Adams brought suit against the College and several of its officials alleging discrimination under Title II of ADA, 42 U.S.C. § 12131, and the Rehabilitation Act, 29 U.S.C. § 504, negligence, and breach of contract. The defendants sought to dismiss all claims.

Before dealing with the merits of Adams’ discrimination claims, the Court addressed and rejected the defendants’ sovereign immunity argument.  With regard to the ADA, the court noted that the Fourth Circuit held in Constantine v. Rectors & Visitors of George Mason Univ., 411 F.3d 474, 490 (4th Cir. 2005), “that Congress abrogated sovereign immunity in Title II of the ADA pursuant to a valid exercise of constitutional authority under the Fourteenth Amendment, ‘at least as it applies to public higher education.’”  Constantine was similarly dispositive with regard to the Rehabilitation Act claims, since the Fourth Circuit held the Rehabilitation Act’s waiver of Eleventh Amendment immunity was “a constitutionally valid exercise of the spending power.”

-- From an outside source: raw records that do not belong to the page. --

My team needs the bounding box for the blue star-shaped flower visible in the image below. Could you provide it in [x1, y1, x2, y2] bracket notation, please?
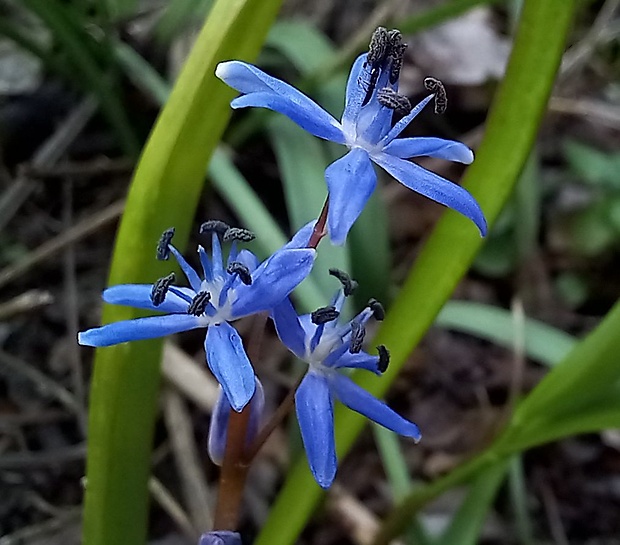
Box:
[78, 222, 316, 411]
[272, 274, 422, 488]
[215, 29, 487, 244]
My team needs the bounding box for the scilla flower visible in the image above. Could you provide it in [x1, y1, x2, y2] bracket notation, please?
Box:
[78, 221, 315, 411]
[272, 269, 421, 488]
[215, 27, 487, 244]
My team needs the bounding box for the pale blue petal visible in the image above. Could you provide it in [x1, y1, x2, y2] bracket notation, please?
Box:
[373, 153, 487, 236]
[325, 148, 377, 246]
[282, 220, 316, 250]
[232, 249, 316, 318]
[342, 53, 370, 128]
[205, 322, 256, 412]
[330, 375, 422, 443]
[215, 61, 344, 144]
[332, 350, 381, 375]
[383, 137, 474, 165]
[198, 246, 213, 282]
[381, 95, 435, 146]
[78, 314, 205, 346]
[102, 284, 190, 313]
[295, 373, 338, 488]
[271, 297, 306, 359]
[207, 377, 265, 466]
[211, 231, 224, 278]
[237, 248, 258, 272]
[168, 244, 202, 292]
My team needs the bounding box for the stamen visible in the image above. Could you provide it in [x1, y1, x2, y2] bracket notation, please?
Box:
[151, 273, 176, 307]
[388, 29, 407, 84]
[200, 220, 230, 235]
[222, 227, 256, 242]
[377, 87, 411, 116]
[329, 269, 358, 297]
[349, 320, 366, 354]
[367, 297, 385, 322]
[156, 227, 174, 261]
[226, 261, 252, 286]
[424, 77, 448, 114]
[310, 307, 340, 325]
[187, 291, 211, 316]
[366, 26, 390, 64]
[377, 344, 390, 373]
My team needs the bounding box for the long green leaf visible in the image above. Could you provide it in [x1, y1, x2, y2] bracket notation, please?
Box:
[435, 301, 577, 366]
[434, 460, 508, 545]
[256, 0, 576, 545]
[84, 0, 280, 545]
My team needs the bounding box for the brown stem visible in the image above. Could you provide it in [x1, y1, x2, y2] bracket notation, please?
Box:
[308, 197, 329, 249]
[244, 375, 305, 465]
[213, 401, 251, 530]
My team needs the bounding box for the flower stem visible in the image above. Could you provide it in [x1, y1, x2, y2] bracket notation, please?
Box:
[308, 197, 329, 249]
[244, 375, 305, 465]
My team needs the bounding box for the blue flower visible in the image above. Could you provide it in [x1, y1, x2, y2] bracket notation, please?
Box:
[215, 29, 487, 244]
[272, 274, 421, 488]
[78, 222, 316, 411]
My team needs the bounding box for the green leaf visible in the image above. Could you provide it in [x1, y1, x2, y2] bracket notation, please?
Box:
[255, 0, 576, 545]
[435, 301, 577, 367]
[434, 460, 508, 545]
[84, 0, 280, 545]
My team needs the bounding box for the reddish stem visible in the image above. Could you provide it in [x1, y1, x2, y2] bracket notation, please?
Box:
[213, 401, 251, 530]
[308, 197, 329, 249]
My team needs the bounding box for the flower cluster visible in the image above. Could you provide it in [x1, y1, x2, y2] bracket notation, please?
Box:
[78, 28, 486, 492]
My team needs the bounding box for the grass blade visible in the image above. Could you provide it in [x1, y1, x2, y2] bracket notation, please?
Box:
[256, 0, 576, 545]
[84, 0, 280, 545]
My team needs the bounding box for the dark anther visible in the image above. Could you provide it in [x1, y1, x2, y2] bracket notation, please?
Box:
[200, 220, 230, 235]
[366, 26, 390, 64]
[310, 307, 340, 325]
[223, 227, 256, 242]
[156, 227, 174, 261]
[368, 297, 385, 322]
[388, 29, 407, 84]
[187, 291, 211, 316]
[349, 321, 366, 354]
[377, 344, 390, 373]
[377, 87, 411, 115]
[226, 261, 252, 286]
[151, 273, 176, 307]
[329, 269, 358, 297]
[424, 78, 448, 114]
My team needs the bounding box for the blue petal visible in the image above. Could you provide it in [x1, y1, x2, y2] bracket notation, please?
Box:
[208, 378, 265, 466]
[332, 351, 381, 375]
[232, 249, 316, 318]
[271, 297, 306, 359]
[102, 284, 191, 313]
[295, 373, 338, 488]
[198, 246, 213, 282]
[215, 61, 344, 144]
[381, 95, 435, 146]
[211, 231, 224, 278]
[78, 314, 205, 346]
[330, 375, 422, 443]
[342, 53, 369, 131]
[383, 137, 474, 165]
[168, 244, 202, 292]
[325, 148, 377, 245]
[282, 220, 316, 250]
[205, 322, 256, 412]
[237, 248, 258, 272]
[373, 153, 487, 236]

Turning to Adams’ allegation of discrimination, the Court applied the three-part test from Constantine, 411 F.3d at 498. The first prong, that the plaintiff has a disability, was not contested. The second prong was whether Adams was “otherwise qualified to receive the benefits of a public service, program, or activity.” The opinion reasoned that this prong was satisfied because she was an eligible student at the College, who, with reasonable accommodations, would have been able to attend her classes. The third prong required exclusion on the basis of her disability. Following A Helping Hand, LLC v. Balt. Cnty., 515 F.3d 356, 362 (4th Cir. 2008), a legal claim could be based on “(1) intentional discrimination or disparate treatment; (2) disparate impact; [or] (3) failure to make reasonable accommodations.” The Court found that, by failing to transport Adams back to her vehicle, at least the third basis for the third prong was satisfied.

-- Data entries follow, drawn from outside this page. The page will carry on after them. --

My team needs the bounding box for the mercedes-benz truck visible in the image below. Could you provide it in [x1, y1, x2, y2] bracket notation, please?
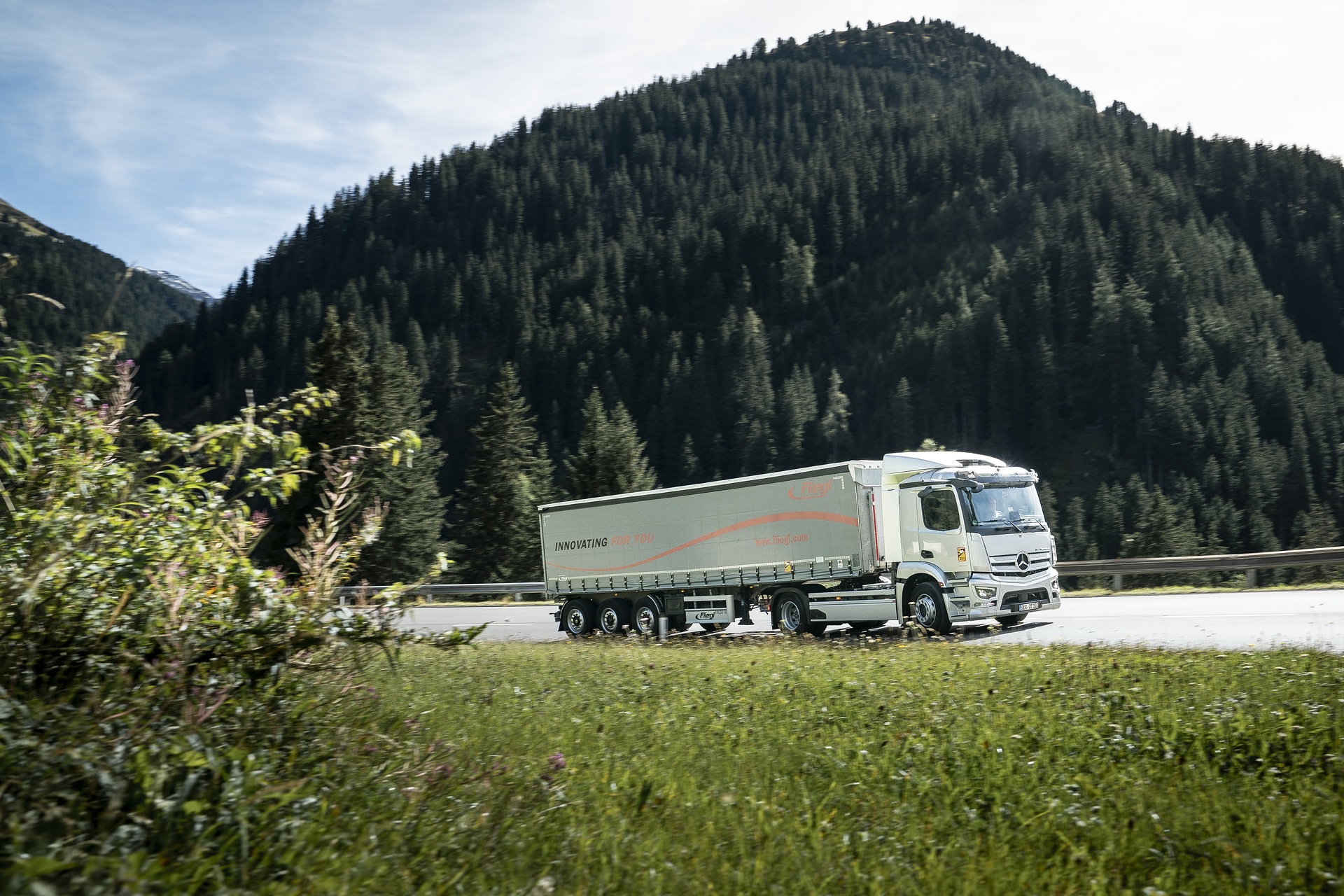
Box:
[539, 451, 1059, 637]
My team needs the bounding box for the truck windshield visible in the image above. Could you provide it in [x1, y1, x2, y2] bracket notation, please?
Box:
[970, 484, 1046, 525]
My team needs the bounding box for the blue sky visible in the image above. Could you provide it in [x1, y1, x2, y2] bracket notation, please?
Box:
[0, 0, 1344, 300]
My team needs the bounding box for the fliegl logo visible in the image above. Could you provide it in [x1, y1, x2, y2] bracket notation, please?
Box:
[789, 482, 831, 501]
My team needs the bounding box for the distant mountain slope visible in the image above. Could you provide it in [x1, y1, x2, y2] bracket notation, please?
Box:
[133, 266, 215, 305]
[0, 200, 200, 354]
[141, 22, 1344, 555]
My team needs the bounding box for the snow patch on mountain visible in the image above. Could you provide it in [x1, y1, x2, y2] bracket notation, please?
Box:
[132, 267, 219, 305]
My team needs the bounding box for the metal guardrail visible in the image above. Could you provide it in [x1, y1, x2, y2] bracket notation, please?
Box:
[1055, 547, 1344, 591]
[336, 547, 1344, 605]
[336, 582, 546, 606]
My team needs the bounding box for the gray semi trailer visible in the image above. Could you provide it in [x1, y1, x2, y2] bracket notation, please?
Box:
[539, 451, 1059, 637]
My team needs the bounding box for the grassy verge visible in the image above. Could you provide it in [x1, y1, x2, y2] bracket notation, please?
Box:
[1060, 582, 1344, 598]
[223, 642, 1344, 893]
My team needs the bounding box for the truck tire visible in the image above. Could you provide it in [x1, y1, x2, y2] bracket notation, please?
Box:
[906, 582, 951, 634]
[630, 595, 672, 638]
[596, 598, 630, 636]
[770, 589, 825, 636]
[561, 598, 596, 638]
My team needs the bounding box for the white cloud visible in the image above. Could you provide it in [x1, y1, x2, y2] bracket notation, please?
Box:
[0, 0, 1344, 291]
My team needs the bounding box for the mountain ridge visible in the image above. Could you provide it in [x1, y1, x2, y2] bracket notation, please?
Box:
[134, 22, 1344, 566]
[0, 200, 200, 355]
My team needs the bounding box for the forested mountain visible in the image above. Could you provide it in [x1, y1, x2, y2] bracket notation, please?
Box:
[140, 22, 1344, 572]
[0, 200, 200, 352]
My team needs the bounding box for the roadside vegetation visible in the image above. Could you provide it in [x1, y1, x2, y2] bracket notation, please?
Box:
[8, 335, 1344, 896]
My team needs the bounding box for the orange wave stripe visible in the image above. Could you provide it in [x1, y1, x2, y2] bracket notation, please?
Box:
[546, 510, 859, 573]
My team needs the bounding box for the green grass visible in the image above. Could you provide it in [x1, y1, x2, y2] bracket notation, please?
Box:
[253, 639, 1344, 893]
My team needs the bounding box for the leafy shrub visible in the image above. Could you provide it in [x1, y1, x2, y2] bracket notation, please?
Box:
[0, 335, 470, 892]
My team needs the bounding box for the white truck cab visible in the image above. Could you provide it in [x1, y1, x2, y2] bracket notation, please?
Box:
[881, 451, 1059, 630]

Furthermore, the court decided that she had sufficiently alleged intentional discrimination, which would be necessary for compensatory damages in the Fourth Circuit. The standard for intentional discrimination applied in the District of Maryland was “a deliberate indifference to a strong likelihood that a violation of federal rights would result.” Proctor v. Prince George’s Hosp. Ctr., 32 F.Supp.2d 820, 829 (D.Md 1998). Following its precedent, the court clarified that acting deliberately out of thoughtlessness and indifference, rather than any intent to deny an individual’s rights, is sufficient for a finding of discriminatory intent in the ADA and the Rehabilitation Act. It decided that Adams properly stated a claim that the College “displayed deliberate indifference by knowingly refusing to accommodate her, despite having notice of the potential risk, as evidenced by the student handbook.”

The college argued that the claim for injunctive relief was moot, because handicapped parking spaces had been restored.  But the complaint also alleged an absence of handicapped accessible shuttles and a failure to provide alternative means of transport by security personnel.  Therefore, the court concluded that the claim for injunctive relief was not moot.

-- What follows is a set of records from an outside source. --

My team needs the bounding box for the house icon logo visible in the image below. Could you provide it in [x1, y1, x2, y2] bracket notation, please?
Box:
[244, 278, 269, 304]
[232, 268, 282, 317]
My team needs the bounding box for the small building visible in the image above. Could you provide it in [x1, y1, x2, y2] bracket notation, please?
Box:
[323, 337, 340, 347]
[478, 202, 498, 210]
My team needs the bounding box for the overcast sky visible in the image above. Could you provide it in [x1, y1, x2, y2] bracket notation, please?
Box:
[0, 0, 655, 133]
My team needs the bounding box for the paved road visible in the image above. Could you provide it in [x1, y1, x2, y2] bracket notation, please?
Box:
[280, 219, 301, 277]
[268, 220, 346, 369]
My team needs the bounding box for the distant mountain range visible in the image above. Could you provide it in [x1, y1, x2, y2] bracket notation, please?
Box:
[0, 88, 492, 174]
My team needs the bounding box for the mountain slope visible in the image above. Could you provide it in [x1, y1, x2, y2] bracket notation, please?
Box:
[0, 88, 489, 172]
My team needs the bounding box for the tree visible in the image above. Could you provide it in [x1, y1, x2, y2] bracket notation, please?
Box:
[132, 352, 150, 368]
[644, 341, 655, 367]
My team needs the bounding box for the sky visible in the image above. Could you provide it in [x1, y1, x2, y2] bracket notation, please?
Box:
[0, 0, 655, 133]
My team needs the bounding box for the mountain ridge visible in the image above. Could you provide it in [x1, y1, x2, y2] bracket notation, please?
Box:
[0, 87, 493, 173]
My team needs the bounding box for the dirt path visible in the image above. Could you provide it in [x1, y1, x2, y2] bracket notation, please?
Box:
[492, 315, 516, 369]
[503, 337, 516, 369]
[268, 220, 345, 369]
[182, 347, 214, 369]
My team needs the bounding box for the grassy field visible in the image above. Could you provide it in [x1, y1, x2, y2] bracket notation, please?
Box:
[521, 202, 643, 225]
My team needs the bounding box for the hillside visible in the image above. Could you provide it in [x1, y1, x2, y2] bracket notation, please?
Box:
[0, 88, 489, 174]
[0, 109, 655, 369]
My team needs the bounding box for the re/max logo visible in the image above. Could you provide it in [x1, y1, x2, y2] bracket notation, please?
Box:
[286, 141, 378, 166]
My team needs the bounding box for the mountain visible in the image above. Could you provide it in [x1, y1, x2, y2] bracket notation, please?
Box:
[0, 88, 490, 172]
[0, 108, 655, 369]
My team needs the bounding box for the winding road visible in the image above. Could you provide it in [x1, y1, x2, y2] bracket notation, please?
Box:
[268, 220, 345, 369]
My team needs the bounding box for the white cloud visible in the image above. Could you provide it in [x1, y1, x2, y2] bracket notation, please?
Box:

The pro se complaint named two state officials and did not specify whether they were being sued in an individual or official capacity.  The court noted that individuals may not be sued in their individual capacities under Title II of the ADA.  Furthermore, the court indicated that there was no need to sue the individuals in their official capacity, since Adams could proceed against the College.

Finally, because the plaintiff had stated valid causes of action under ADA and the Rehabilitation Act, her negligence and breach of contract claims under state law could also proceed.